(by Andrew Gelman)
Last week I pointed you to a pair of dueling mini-articles on information visualization and statistical graphics.
In the infovis article, Robert Kosara gives an example that I think perfectly illustrates one of my general points on the difference between the two approaches.
My remarks below might appear harsh but I don’t mean them to. As Antony Unwin and I have written, we take as a starting point that infovis has value. In exploring the different goals of infovis and statgraphics, we are not questioning the values of infovis but rather trying to move toward a future in which the best ideas from both approaches can be used to understand and communicate quantitative information.
OK, now to the example. In his article, Kosara writes:
A common question in time series data is whether the data is periodic, and if yes, what the period is. A common way of finding out is drawing the data on a spiral. By changing the number of data points that is shown per full round the spiral makes (that number is constant, of course), patterns become visible. Figure 1 shows an example of sick leave data that has an interesting periodic pattern: in 28 days, there are four periods, which means that there is a weekly pattern: more people call in sick on Mondays than later in the week.
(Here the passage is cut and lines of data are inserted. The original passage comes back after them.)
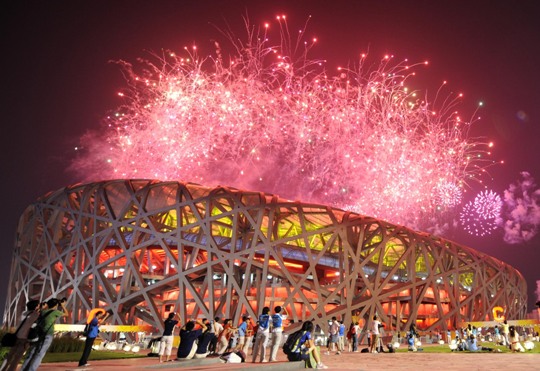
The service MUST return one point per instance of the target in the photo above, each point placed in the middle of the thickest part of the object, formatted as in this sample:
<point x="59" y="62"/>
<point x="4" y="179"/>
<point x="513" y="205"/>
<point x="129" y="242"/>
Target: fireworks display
<point x="269" y="118"/>
<point x="482" y="216"/>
The way this pattern was discovered is deceptively simple. All it took was to play with a slider that allowed the user to change the number of days on shown on the spiral. Slide it back and forth, and soon you will see a pattern (if there is one). With a bit of practice, you can even tell when you’re getting close, as there are telltale signs around the optimal value.
Here’s Kosara’s graph:
with the following label:
Figure 1: Spirals are useful for finding periodicity in data. (a) The bar chart shows no obvious periodic pattern; (b) the spiral set to 25 days hints at a periodic pattern, but this is clearly not the correct time frame; (c) at 28 days, the pattern is very clearly visible.
I agree the graph is pretty but I really don’t see the point. Of course you’d want to look for day-of-the-week patterns in sick leave data. Instead of the pretty pinwheel, I’d much prefer a simple dot and line plot showing the data and averages for the 7 days from Monday through Sunday. That would give me quantitative information.
What does the swirly graph tell me? That there’s a weekly pattern. Which I would’ve easily noticed using a simpler, more direct graph.
Kosara’s Figure 1 is an excellent example of something I talk a lot regarding infovis: It’s a graph that invites the reader in, it’s intriguing and appealing, and what it leads the reader to is . . . discovery about the method used to make the graph. If you look at the swirly graphs and think about them, you can say: Hey, cool: It’s a spiral graph, each twist is 28 days, there are four blue zones, 28 divided by 4 is 7 . . . hey, there are 7 days in the week! Yeah, that makes sense, sick days happen by the week! Lots of work to convey a very simple piece of information. The joy of discovery, applied to discovering the familiar and expected–it’s the Chris Rock effect all over again.
In contrast, a dot-and-line plot showing the data by day of week would convey much more information, much more clearly and transparently. But from the standpoint of infovis, clarity and transparency are a minus, not a plus! A confusing graph can invite more reader involvement.